Estrutura engenhosa valorizada por cena crua
Augusto Zacchi e Malvino Salvador em Chuva Constante (Foto: Marcelo Faustino)
A montagem de Chuva Constante possui pontos de ligação com a de Mente Mentira. Ambas foram dirigidas por Paulo de Moraes, trazem os atores Malvino Salvador e Augusto Zacchi no elenco e evidenciam investimento na dramaturgia de autores americanos (antes Sam Shepard, agora Keith Huff). Nesse texto, que tem tradução de Daniele Ávila Small, Huff aborda, por meio de escrita engenhosa, o intrincado vínculo, que esbarra em fronteira ética, entre dois amigos policiais.

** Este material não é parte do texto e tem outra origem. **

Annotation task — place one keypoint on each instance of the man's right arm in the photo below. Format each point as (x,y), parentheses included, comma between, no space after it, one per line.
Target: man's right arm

O espetáculo em cartaz no Teatro do Leblon – Sala Marília Pêra entrelaça passado e presente. Na estrutura dramatúrgica, os personagens transitam entre a narração e a vivência. Há uma presentificação do passado, tendo em vista que os dois se mostram afetados pelo que contam, ao invés de descolados devido à passagem do tempo. A oscilação temporal também vem à tona com o procedimento multimídia – alternância de projeções de imagens pré-gravadas (que fornecem a cor local, realçando uma urbanidade caótica) com outras registradas por um videomaker (João Gabriel Monteiro) no instante da cena (de modo a destacar as reações de um dos personagens).

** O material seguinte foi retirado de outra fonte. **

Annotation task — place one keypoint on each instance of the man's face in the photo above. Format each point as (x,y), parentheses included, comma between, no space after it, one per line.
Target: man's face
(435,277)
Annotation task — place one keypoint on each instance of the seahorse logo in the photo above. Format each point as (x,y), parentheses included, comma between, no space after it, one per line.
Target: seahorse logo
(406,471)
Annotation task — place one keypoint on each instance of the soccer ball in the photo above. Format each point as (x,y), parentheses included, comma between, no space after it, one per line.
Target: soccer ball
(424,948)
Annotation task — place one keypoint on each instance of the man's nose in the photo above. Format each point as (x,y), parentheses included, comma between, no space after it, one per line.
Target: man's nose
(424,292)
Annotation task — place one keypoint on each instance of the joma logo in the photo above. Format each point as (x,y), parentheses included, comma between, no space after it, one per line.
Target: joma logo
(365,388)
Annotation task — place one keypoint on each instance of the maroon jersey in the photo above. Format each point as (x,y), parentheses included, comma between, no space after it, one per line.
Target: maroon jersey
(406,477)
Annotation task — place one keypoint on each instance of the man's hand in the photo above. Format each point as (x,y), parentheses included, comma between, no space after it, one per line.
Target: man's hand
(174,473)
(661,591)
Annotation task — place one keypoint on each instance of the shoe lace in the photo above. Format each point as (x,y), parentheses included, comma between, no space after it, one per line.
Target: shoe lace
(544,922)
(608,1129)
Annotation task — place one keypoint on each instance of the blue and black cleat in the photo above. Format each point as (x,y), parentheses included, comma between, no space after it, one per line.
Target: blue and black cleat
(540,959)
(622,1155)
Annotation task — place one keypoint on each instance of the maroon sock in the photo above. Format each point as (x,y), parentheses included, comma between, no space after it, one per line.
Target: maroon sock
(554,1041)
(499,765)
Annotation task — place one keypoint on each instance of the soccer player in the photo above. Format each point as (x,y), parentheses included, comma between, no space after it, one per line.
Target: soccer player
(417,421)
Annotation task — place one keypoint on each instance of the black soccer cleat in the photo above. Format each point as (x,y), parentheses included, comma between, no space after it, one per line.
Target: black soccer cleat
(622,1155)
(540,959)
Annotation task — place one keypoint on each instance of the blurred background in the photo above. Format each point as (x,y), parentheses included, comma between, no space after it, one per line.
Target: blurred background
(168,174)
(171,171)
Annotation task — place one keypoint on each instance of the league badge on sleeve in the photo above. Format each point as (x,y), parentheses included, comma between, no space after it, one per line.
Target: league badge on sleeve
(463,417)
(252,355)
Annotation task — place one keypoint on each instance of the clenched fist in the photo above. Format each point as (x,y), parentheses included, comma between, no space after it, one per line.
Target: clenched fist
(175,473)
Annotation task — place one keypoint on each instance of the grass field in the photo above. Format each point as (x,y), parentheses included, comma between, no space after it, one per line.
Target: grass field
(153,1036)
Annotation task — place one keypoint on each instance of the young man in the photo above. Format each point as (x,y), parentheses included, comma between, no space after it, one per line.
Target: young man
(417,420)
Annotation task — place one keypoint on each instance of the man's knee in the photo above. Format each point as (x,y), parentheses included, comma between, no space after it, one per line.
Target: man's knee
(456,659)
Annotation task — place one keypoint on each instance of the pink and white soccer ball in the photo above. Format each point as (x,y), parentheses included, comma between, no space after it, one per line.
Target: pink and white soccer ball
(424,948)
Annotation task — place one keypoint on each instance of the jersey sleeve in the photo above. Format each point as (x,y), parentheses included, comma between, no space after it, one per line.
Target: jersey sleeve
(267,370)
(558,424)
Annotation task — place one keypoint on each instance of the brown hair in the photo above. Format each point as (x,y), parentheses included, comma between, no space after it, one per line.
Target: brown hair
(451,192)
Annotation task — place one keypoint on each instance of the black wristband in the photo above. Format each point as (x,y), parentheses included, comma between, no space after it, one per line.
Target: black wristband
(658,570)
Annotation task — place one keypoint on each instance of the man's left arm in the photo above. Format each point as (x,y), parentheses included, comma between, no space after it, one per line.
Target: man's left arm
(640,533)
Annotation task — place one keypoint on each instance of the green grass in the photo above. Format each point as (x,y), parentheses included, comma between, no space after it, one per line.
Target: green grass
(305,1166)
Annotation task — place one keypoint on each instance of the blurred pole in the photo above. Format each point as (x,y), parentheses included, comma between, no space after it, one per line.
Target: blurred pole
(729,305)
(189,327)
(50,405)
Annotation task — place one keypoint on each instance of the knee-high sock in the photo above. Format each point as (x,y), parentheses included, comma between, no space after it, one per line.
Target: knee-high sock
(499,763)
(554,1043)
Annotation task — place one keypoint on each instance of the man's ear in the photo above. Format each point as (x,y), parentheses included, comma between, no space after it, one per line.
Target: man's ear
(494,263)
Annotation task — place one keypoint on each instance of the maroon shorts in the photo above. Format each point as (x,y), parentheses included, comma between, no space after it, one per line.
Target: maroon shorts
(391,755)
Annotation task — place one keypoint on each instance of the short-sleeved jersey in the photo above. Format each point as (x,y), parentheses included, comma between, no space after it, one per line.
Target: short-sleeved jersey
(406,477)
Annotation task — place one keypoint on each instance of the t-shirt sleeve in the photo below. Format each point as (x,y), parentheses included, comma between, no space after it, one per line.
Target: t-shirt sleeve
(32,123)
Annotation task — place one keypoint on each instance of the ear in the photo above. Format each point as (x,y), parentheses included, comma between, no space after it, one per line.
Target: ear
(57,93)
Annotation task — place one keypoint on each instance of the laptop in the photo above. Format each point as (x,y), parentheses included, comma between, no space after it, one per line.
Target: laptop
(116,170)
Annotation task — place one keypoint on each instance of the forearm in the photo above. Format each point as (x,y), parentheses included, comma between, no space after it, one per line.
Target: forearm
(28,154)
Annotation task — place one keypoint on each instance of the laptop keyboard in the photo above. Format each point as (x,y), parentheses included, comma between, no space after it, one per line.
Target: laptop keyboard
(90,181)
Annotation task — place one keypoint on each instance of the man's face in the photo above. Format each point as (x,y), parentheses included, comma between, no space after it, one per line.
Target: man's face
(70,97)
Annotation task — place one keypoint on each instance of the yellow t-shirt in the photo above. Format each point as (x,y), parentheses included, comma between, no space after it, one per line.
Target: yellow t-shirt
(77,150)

O recurso da projeção, apesar de interessante pela reflexão que propicia, é empregado com excesso e resulta ocasionalmente ilustrativo (no caso dos flagrantes urbanos) e injustificado (nos closes de expressão de Augusto Zacchi). São operações que contrastam com a oportuna crueza da encenação de Paulo de Moraes. A cenografia, a cargo do diretor, é composta por duas poltronas habilmente manipuladas pelos atores no decorrer da apresentação. A iluminação de Maneco Quinderé, mesmo realizada através de refletores que remetem ao ambiente de set televisivo ou cinematográfico próprio da trajetória de Huff, preserva sutilezas.

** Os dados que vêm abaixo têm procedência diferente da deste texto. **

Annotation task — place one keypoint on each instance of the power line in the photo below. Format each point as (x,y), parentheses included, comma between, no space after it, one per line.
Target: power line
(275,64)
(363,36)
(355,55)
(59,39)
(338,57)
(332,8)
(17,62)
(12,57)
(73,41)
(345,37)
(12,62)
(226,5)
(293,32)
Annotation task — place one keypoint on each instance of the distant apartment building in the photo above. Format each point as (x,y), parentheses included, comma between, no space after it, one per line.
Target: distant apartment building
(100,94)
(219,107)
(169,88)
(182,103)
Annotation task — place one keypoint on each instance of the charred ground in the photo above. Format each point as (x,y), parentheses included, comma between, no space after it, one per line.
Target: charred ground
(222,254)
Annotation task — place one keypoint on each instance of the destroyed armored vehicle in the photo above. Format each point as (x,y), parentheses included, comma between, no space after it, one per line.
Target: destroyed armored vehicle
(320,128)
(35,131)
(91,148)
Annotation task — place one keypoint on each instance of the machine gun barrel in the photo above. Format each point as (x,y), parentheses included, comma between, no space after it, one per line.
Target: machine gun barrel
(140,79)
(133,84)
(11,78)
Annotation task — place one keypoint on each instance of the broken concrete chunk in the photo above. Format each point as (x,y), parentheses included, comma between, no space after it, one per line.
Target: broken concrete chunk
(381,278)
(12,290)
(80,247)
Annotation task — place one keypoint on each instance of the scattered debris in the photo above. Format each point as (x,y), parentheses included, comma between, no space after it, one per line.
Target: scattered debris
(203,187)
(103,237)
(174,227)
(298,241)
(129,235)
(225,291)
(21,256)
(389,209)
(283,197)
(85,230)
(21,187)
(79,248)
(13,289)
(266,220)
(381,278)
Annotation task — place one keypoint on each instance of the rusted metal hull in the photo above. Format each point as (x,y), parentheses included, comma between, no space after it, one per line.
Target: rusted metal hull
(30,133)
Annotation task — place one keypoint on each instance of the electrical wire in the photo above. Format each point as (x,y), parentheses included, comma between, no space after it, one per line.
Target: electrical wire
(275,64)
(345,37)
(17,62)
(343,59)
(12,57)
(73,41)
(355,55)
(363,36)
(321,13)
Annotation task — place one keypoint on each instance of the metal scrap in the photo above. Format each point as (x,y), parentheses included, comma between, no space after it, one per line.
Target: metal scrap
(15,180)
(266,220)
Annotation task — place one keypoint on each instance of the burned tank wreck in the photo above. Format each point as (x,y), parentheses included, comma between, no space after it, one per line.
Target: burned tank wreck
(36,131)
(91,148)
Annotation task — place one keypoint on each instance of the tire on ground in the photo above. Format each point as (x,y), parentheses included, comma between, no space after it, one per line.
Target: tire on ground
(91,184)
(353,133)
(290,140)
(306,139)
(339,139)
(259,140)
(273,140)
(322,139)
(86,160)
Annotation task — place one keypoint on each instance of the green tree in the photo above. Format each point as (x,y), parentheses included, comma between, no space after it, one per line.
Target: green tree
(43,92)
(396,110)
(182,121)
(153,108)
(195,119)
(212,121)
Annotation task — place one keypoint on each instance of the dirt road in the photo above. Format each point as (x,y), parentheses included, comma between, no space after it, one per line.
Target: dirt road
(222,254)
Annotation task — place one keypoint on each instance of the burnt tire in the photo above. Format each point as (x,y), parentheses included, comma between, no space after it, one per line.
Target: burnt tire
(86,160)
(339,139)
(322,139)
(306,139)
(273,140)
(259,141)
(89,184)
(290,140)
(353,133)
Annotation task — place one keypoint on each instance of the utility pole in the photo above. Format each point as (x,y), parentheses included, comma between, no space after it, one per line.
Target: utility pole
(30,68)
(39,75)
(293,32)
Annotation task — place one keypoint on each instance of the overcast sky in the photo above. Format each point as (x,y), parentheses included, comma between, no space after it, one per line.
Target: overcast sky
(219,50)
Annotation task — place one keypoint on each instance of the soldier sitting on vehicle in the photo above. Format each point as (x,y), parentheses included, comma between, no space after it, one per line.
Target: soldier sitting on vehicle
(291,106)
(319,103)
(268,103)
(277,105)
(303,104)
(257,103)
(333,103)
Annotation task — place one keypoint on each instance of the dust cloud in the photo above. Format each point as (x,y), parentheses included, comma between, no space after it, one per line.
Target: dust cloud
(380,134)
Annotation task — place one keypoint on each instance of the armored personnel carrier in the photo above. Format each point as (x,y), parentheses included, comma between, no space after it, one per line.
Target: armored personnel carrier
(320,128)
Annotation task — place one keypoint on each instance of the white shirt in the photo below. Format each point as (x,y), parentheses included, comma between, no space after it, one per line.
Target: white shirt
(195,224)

Verborrágico e marcado por tensão nervosa, o texto de Chuva Constante depende, em grande parte, dos trabalhos dos atores. Malvino Salvador demonstra empenho como o personagem que busca a onipotência, mas sucumbe cada vez mais diante da impossibilidade de controlar tudo. Suas falas surgem preenchidas por imagens. O ator, porém, envereda por um registro mais visceral que o necessário, o que uniformiza, em certa medida, sua interpretação. Já Augusto Zacchi transmite mais nuances como o policial que questiona o sentido de fidelidade em relação ao amigo.